We present an improved gas chronology for a shallow blue ice record (S27) drilled in the Allan Hills Blue Ice Area, East Antarctica, located in close proximity to the current northwest margin of the Ross Ice Shelf (RIS). The new S27 gas chronology is derived from the δ¹⁸O of O₂ trapped in the ice. Complementary CH₄ and CO₂ measurements validate and refine the gas chronology, paving the way for future utilization of S27 samples. The calculation of accumulation rate on the basis of the ice-age–gas-age differences between 115 and 140 ka in S27 reveals a dramatic increase in accumulation rate since 132 ka peaking at 128.2 ka and coinciding with the peak LIG Antarctic warming and atmospheric CO₂.

We hypothesize that in addition to changes in the large-scale atmospheric circulation affecting precipitation on the Antarctic continent, sea ice and ice shelf extent could alter local meteorological boundary conditions and lead to the observed spike in accumulation rate. A greater reduction in size of the RIS would cause the storm tracks that bring substantial precipitation to Victoria Land today to migrate farther south. The ice shelf retreat would also be compatible with a high sea-level stand around 129 ka sourced from the collapse of the West Antarctica Ice Sheet near the onset of the Last Interglacial period (Yau et al., 2016; Rohling et al., 2019). If this was the case, an early collapse of the WAIS (along with the RIS) in the LIG would underscore its vulnerability to rising temperatures.

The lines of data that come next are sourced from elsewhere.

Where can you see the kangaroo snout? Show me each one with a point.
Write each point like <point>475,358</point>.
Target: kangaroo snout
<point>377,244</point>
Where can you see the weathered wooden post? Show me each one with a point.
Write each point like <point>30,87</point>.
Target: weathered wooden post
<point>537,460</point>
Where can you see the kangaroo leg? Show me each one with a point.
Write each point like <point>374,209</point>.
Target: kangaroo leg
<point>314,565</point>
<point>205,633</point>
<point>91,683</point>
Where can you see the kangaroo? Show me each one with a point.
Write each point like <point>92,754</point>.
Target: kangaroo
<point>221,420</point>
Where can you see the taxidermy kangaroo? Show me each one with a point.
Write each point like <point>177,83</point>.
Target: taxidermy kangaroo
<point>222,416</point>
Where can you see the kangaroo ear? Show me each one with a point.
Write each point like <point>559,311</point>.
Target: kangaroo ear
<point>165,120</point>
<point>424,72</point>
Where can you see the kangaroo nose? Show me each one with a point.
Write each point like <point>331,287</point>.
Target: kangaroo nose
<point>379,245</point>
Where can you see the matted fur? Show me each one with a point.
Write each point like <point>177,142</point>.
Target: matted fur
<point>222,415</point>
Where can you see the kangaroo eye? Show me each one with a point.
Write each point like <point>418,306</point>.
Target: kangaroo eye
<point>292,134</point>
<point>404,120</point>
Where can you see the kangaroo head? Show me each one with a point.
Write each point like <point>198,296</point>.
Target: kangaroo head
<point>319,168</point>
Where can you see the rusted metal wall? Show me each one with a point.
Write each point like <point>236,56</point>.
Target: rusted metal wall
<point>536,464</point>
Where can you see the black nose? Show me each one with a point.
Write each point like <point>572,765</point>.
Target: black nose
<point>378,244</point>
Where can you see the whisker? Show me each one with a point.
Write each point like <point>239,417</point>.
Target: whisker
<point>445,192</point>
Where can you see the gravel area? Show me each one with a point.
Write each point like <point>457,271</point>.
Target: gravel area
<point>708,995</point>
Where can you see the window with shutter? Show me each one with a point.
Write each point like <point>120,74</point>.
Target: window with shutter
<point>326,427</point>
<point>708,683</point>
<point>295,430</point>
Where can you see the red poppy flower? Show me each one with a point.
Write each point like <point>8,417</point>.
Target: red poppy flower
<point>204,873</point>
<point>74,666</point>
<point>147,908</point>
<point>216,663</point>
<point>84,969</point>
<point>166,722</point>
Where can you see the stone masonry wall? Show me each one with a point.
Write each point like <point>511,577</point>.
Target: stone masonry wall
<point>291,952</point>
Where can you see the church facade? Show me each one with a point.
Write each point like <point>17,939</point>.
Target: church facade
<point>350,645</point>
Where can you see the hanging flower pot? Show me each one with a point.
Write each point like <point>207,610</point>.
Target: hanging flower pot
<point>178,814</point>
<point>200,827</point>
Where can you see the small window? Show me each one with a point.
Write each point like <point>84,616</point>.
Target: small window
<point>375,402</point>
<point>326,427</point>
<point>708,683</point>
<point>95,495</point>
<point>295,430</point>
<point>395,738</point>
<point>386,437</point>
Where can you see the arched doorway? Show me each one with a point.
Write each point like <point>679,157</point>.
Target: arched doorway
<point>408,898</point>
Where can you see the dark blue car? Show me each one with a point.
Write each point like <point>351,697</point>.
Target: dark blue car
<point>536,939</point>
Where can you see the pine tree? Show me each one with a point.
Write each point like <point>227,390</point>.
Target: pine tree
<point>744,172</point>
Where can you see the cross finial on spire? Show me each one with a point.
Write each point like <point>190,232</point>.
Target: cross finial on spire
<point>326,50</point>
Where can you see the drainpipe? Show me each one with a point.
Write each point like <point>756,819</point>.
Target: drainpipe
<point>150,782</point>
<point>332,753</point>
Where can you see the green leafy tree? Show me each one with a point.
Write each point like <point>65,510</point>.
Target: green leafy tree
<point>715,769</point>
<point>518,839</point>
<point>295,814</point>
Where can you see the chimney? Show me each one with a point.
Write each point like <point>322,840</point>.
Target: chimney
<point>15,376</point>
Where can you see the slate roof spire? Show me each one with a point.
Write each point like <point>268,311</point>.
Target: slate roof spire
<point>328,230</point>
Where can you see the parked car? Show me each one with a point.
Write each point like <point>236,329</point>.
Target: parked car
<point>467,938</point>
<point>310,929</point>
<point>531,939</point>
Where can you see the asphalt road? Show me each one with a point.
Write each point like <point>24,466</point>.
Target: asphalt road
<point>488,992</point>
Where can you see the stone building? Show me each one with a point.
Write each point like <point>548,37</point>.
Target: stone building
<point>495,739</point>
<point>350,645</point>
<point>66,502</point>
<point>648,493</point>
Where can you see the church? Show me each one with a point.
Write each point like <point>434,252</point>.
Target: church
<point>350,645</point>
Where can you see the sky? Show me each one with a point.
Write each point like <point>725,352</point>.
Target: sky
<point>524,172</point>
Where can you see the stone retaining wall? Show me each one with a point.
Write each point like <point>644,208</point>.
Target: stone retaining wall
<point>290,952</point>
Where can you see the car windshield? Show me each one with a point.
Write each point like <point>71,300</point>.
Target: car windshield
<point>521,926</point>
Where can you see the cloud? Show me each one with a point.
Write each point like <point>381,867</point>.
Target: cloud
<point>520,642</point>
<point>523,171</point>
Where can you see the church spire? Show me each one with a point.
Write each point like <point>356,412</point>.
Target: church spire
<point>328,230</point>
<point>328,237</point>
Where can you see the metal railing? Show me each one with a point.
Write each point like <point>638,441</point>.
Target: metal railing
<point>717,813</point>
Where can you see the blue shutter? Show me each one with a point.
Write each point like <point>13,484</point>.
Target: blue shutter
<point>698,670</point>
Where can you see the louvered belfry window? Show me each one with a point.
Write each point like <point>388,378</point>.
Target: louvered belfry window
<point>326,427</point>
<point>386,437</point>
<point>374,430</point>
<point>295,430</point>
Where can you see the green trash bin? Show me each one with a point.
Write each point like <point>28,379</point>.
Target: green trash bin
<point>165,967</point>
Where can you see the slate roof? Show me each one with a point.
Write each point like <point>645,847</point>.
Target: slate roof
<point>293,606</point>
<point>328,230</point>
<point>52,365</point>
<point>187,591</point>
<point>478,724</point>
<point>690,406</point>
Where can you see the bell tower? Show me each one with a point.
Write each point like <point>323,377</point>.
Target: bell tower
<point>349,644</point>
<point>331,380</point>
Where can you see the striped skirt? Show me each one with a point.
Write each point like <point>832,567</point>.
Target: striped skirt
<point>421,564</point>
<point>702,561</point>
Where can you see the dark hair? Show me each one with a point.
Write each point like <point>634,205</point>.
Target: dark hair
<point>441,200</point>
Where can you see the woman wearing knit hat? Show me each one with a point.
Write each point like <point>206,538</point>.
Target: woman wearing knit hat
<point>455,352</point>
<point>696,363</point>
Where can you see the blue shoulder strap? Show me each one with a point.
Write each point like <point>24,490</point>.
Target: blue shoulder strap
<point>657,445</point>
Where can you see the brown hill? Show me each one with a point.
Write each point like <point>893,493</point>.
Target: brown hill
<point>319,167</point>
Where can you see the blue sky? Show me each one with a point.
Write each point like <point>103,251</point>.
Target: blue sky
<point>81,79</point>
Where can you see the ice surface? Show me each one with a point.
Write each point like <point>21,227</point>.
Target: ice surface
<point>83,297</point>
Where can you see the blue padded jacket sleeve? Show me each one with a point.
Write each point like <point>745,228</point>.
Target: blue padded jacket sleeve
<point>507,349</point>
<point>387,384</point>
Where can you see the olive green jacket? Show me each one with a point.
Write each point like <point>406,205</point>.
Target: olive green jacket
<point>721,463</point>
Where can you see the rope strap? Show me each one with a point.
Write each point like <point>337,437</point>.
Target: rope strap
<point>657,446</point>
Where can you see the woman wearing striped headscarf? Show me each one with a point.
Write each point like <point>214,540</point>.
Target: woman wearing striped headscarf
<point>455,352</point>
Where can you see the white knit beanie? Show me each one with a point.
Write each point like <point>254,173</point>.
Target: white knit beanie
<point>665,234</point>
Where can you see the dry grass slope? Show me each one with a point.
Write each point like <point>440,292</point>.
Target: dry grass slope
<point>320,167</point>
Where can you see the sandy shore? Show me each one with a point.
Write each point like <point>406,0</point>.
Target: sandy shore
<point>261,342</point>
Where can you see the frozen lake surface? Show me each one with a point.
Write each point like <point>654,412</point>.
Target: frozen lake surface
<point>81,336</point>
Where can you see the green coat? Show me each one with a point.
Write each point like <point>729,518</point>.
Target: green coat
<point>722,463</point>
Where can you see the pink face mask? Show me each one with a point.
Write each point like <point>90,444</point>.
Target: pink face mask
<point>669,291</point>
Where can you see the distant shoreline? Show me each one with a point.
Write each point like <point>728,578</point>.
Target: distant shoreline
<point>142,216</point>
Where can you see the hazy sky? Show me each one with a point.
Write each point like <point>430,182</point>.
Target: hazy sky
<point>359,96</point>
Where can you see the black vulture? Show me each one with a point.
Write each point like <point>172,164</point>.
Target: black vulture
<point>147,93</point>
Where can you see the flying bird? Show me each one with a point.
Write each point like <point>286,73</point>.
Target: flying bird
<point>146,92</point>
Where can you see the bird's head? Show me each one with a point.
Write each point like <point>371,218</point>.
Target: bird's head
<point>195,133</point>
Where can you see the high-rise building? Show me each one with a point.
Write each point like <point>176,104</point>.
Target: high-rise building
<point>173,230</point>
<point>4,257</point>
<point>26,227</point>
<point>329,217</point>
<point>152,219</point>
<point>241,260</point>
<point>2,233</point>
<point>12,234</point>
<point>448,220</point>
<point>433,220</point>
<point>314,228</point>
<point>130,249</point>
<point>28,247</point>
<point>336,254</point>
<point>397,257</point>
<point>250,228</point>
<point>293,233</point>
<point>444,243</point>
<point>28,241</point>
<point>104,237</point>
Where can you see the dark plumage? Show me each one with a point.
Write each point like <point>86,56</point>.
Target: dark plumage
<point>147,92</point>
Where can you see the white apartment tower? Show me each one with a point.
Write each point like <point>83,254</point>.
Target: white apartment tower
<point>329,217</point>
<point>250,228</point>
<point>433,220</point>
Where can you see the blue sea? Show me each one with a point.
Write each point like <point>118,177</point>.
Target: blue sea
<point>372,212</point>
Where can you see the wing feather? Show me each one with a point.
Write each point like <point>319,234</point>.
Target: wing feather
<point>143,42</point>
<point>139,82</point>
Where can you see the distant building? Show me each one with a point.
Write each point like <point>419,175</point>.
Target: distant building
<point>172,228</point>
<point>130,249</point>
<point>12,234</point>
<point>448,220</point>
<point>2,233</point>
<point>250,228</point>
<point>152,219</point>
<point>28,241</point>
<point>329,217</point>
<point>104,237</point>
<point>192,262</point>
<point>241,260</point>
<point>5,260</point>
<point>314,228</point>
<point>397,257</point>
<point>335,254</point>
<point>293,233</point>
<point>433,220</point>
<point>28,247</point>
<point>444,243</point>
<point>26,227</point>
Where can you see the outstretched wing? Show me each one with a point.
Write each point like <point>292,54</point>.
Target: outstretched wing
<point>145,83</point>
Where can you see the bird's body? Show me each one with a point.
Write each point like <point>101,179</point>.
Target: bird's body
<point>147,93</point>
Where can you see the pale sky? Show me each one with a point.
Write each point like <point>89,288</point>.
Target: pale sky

Our data suggest that, soon after the conclusion of peak warming, the open ocean conducive to a high accumulation rate near S27's accumulation region once again became covered by ice by 125 ka. The depositional site of S27 returned to its previous conditions characterized by low accumulation rates similar to those today. We conclude that if the Ross Ice Shelf indeed collapsed early in the LIG, it would have quickly re-advanced by 125 ka, possibly fed by the ice streams sourced from the East Antarctic Ice Sheet.